Operation Digital Eye, a suspected China-nexus cyberespionage campaign, targeted business-to-business IT service providers in Southern Europe from late June to mid-July 2024. The attacks aimed to establish strategic footholds for further compromise of downstream entities. Threat actors abused Microsoft Visual Studio Code’s Remote Tunnels feature and Azure infrastructure for command and control (C2), leveraging trusted technologies to evade detection. Tools such as custom Mimikatz variants, SQL injection, and PHP-based webshells facilitated lateral movement, credential theft, and persistence.
The attackers initially gained access to targets through SQL injection vulnerabilities, leveraging the sqlmap tool to automate detection and exploitation on internet-facing web servers. Once inside, they deployed a custom PHP-based webshell known as PHPsert to maintain persistence. PHPsert’s design included obfuscation techniques, such as XOR encoding and localized filenames, to evade detection. The attackers strategically placed their infrastructure within Europe, using Microsoft Azure and M247 services to blend malicious activities with legitimate traffic, minimizing suspicion.
For lateral movement and credential theft, the threat actors relied on techniques such as RDP and pass-the-hash, facilitated by a modified version of Mimikatz called bK2o.exe. This tool allowed them to overwrite LSASS memory to exploit compromised NTLM hashes, bypassing the need for plaintext credentials. Additional tools, such as CreateDump, were used to extract LSASS memory and steal credentials, while commands like reg save enabled the exfiltration of data from the Security Account Manager (SAM) database. The attackers' systematic approach included naming their files with specific patterns (e.g., do.*) to disguise malicious activities within the network.

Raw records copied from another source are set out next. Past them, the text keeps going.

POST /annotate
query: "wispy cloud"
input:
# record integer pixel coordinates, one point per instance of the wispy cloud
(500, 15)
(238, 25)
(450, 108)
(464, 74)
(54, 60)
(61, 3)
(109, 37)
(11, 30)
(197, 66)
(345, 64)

The abuse of Visual Studio Code was a pivotal aspect of this campaign. The threat actors exploited its Remote Tunnels feature to establish backdoor access, enabling full command execution and file manipulation. A modified Visual Studio Code executable (code.exe) was deployed as a persistent service using winsw configuration files. This allowed the attackers to maintain access through Microsoft Azure-based infrastructure, leveraging its trusted status to evade application controls and firewalls.